Commission income and profitability will continue to rise as long as market activity increases. Daily turnover at the stock exchange jumped 16 per cent last year to HK$62.6 billion.

To help the industry grow, the government could cancel the stamp duty on transactions

To help the industry grow, the government could cancel the stamp duty on transactions. The city is one of the few places that still collects such duty.

A major factor affecting the livelihood of the city's brokers is Beijing's policy on capital markets.

State-owned Citic surprised the market last week with a plan for a reverse takeover of Citic Pacific. Other state-owned firms are expected to follow the listing move, which would boost market turnover substantially.

Hong Kong brokers had their golden days in 2007 following an apparent shift in central government policy.

The industry's net profit peaked at HK$32.4 billion that year when Beijing said in August it might start a "through-train" scheme to allow mainlanders to directly invest in the Hong Kong market. Turnover reached HK$200 billion a day.

But three months later, it announced that the plan would not go ahead and the market turned quiet again.

Beijing said last year it would expand the qualified domestic institutional investor scheme to allow mainlanders to invest more in offshore markets, including Hong Kong.

If this reform materialises, it will be good news for brokers.

Interestingly, a breakdown of the profit data for the 450 that trade local stocks shows big is not necessarily beautiful.

Combined profit at the largest 14 brokers fell 4 per cent to HK$3.23 billion last year.

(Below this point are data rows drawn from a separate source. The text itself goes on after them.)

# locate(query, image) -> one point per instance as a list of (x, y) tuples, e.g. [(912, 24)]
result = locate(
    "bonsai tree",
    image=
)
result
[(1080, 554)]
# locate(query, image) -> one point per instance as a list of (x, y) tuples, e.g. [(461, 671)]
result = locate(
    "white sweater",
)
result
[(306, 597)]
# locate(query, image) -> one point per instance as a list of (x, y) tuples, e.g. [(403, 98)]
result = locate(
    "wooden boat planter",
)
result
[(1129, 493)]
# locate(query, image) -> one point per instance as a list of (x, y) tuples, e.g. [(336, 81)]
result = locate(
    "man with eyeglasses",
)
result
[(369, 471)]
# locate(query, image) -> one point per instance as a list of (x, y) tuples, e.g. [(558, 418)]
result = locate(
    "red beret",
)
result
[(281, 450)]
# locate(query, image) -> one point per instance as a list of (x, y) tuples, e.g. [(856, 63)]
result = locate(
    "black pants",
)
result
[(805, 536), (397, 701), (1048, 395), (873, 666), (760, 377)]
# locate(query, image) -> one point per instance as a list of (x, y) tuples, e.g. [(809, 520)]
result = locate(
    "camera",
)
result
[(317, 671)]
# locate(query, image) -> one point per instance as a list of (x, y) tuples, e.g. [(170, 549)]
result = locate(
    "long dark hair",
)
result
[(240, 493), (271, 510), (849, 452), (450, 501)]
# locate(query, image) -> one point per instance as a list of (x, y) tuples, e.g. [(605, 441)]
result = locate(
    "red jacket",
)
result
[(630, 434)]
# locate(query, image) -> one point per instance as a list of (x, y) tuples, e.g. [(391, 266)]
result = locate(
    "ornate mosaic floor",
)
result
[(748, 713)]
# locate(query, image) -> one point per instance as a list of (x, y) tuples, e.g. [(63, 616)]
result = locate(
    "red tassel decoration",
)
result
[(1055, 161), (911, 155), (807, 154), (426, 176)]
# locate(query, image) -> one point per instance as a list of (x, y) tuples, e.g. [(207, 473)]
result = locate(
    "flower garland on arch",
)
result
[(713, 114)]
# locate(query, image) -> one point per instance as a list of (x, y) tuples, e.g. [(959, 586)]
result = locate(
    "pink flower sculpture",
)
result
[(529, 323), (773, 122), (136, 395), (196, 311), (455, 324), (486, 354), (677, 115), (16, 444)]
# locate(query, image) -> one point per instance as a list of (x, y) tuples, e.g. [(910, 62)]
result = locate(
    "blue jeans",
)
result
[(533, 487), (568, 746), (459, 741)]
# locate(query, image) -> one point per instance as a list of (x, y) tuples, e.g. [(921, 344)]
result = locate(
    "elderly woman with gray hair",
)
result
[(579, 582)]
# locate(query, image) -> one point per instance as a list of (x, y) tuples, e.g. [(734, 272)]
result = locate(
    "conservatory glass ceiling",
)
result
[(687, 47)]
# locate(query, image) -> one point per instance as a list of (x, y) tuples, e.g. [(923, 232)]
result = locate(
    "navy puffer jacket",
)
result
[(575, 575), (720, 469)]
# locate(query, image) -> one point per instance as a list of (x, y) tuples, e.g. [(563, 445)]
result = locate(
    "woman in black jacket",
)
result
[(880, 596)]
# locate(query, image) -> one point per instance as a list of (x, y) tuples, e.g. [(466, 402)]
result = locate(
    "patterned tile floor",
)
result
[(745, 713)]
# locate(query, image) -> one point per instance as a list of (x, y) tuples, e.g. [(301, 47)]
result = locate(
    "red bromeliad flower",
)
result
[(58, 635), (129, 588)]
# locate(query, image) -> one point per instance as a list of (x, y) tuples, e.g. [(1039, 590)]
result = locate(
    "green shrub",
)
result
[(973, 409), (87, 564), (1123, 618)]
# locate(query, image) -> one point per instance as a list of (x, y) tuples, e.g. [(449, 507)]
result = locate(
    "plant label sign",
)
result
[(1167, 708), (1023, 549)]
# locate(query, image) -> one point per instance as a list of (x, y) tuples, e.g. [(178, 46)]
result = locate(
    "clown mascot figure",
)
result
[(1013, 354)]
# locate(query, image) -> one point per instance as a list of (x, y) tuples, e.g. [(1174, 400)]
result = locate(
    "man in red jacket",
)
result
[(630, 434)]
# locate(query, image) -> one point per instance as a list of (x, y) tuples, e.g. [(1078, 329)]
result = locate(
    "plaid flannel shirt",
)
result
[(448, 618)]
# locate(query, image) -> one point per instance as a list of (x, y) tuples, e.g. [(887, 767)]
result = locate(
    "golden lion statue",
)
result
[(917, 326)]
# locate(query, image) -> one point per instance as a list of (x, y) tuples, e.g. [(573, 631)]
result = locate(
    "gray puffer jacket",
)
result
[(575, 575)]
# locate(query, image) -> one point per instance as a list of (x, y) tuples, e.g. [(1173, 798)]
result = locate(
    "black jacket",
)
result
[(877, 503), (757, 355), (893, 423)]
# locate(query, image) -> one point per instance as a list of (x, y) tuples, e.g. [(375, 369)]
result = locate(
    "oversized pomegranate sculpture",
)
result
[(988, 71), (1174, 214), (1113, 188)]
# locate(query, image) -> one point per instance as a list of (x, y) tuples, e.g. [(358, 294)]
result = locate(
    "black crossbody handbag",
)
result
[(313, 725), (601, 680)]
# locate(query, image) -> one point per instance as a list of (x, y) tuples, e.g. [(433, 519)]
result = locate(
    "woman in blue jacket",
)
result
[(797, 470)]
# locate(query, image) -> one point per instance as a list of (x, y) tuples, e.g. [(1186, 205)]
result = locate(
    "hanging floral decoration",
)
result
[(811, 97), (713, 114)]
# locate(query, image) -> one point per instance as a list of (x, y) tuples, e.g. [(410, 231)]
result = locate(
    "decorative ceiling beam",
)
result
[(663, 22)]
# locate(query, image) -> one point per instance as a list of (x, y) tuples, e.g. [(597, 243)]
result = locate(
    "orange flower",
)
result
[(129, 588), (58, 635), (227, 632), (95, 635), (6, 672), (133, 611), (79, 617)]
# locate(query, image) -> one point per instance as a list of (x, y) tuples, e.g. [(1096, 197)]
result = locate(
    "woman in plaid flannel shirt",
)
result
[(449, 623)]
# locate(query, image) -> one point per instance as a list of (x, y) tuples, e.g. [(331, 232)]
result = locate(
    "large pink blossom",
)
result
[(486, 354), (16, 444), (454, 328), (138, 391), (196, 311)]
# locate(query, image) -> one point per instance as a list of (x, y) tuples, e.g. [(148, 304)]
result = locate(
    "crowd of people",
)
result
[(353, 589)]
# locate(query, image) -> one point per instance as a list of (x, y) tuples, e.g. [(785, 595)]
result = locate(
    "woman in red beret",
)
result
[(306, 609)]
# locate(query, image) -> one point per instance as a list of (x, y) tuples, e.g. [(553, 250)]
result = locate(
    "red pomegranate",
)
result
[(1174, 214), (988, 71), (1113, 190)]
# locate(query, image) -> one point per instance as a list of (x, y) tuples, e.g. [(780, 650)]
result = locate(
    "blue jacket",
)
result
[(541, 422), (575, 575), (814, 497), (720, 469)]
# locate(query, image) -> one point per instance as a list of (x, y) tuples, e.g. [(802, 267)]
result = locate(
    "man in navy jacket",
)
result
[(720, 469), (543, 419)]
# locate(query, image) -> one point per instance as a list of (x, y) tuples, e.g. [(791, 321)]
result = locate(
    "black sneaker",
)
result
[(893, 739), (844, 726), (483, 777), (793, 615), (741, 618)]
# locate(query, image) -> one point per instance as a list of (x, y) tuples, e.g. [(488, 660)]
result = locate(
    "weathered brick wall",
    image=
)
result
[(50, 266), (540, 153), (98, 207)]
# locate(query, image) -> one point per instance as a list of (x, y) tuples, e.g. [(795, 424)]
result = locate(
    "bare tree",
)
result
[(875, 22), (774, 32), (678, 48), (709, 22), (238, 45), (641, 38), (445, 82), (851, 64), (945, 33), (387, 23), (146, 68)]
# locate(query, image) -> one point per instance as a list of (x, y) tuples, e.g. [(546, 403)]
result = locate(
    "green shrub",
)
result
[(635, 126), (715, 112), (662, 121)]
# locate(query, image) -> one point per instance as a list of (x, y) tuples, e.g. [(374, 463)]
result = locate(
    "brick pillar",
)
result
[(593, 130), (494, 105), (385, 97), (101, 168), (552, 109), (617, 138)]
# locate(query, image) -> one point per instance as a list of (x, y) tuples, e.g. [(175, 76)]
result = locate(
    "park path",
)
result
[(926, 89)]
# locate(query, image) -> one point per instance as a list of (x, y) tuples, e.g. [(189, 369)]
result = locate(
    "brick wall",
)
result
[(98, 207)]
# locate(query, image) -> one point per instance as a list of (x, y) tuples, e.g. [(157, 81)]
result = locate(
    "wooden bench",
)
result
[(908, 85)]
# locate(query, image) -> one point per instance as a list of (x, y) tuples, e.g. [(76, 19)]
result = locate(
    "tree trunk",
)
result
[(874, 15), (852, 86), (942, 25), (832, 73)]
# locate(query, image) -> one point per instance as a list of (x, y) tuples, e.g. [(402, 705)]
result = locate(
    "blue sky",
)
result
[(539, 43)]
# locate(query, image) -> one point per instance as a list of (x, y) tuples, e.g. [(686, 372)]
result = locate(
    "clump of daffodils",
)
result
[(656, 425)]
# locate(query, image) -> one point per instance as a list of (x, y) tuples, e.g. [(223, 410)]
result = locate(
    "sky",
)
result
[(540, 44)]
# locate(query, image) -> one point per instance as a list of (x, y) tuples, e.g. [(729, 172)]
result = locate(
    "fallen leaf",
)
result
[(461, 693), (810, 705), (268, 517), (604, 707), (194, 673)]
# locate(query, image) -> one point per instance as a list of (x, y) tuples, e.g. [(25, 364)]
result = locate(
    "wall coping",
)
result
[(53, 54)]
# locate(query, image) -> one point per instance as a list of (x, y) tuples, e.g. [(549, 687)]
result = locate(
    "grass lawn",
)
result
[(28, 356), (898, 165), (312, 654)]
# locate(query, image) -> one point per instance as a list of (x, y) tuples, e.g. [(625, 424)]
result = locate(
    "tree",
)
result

The 51 medium-sized ones were the best performers - their profit was HK$4.03 billion, 8.7 times that in 2012. The 385 smallest players did not do too bad, either - their profit jumped almost five times to HK$1.76 billion.

One fact worth noting is the rise in margin financing - money lent for investing in the market. Outstanding loans leapt 46 per cent to HK$85.8 billion.

That could be a sign the market is becoming more speculative. The regulators best keep an eye on it.